Seven things to get from your first family lawyer meeting

I always like my clients to have a sense of value out of any meeting we have together, so I’ve prepared this outline of what your first meeting is all about so that you can be adequately prepared and clear on your expectations, regardless of which Perth family law firm you have chosen to use.

You first meeting with a lawyer is very important. You need to come away from your meeting with a clear idea of what the different processes are for your separation or divorce, what you need to do from that point and with clear advice about what you are entitled to.

At your first meeting the 7 things that you should get from your appointment are:

  1. Specific and plain English about your rights and your likely entitlements and outcomes.
  2. An overview of the processes involved in finalising your arrangements.
  3. An estimate of the time this is likely to take.
  4. An estimate of the cost of the different processes.
  5. Direction as to which path is likely to best suit your needs.
  6. Options to achieve a final resolution.
  7. Information about agencies and other professionals who can assist you.

Before your meeting write down a list of questions that you need answered. At end of your meeting read through your questions and make sure they have all been answered.

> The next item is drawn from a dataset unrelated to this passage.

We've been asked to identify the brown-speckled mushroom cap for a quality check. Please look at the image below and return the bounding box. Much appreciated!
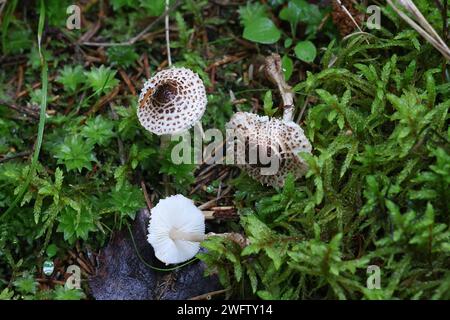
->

During your meeting your lawyer may ask you about things you are unsure of or don’t know or ask you to obtain documents or speak to certain people like your accountant, financial planner or mortgage broker (for an idea on the sorts of information to bring to your meeting, read this blog – it might save you the cost of a second meeting!). Make sure you write down what you need to do. You will get a lot of information during your meeting and it is usually difficult to remember everything.

It is a good idea to bring a friend or family member as a support person. They can provide emotional support, remember things you forget and take notes. An experienced family lawyer will encourage you to bring someone with you.

Many people find their first meeting tiring and often emotional. Try and take some time after your meeting to “debrief” with your support person or a friend or family member before you return to work or family. It’s a long journey you’re on now – good luck!